Agent
VLM-powered controller for desktop automation.
Import
Constructor
Agent(model: str | None = None)
| Parameter | Type | Default | Description |
|---|
model | str | None | None | Default VLM model for all calls |
Methods
execute()
agent.execute(instruction: str, max_iterations: int | None = None, model: str | None = None) -> dict
Perform an action on the virtual desktop via natural language.
Parameters:
| Name | Type | Default | Description |
|---|
instruction | str | — | What to do |
max_iterations | int | None | None | Max screenshot → think → act loops.
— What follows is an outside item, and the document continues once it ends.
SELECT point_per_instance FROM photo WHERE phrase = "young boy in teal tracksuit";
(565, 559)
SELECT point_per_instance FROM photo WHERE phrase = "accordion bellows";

Server defaults to 10 when not set |
model | str | None | None | Override default model |
Returns: dict — execution result metadata
Raises: WorkflowError
agent.execute("Click the Submit button", max_iterations=5)
agent.execute("Fill the signup form with all required fields", max_iterations=20)
agent.execute("Navigate to Settings", model="claude-haiku-4-5-20251001")
verify()
agent.verify(condition: str, timeout: int = 10, model: str | None = None) -> bool
Check whether a condition is visible on screen.
Parameters:
| Name | Type | Default | Description |
|---|
condition | str | — | Expected screen state |
timeout | int | 10 | Seconds to wait |
model | str | None | None | Override default model |
Returns: bool — True if condition met within timeout
agent.verify("Is the user logged in?")
agent.verify("Has the page loaded?", timeout=30)
agent.extract(query: str, schema: dict, model: str | None = None) -> dict | list
Extract structured data from the current screen.
Parameters:
| Name | Type | Default | Description |
|---|
query | str | — | What data to extract |
schema | dict | — | JSON Schema for output format |
model | str | None | None | Override default model |
Returns: dict | list — structured data matching schema
Raises: WorkflowError, ValueError (if schema is empty)
data = agent.extract("Extract the order total", {"type": "object", "properties": {"total": {"type": "number"}}, "required": ["total"]})
Use YourModel.model_json_schema() to generate schemas from Pydantic models.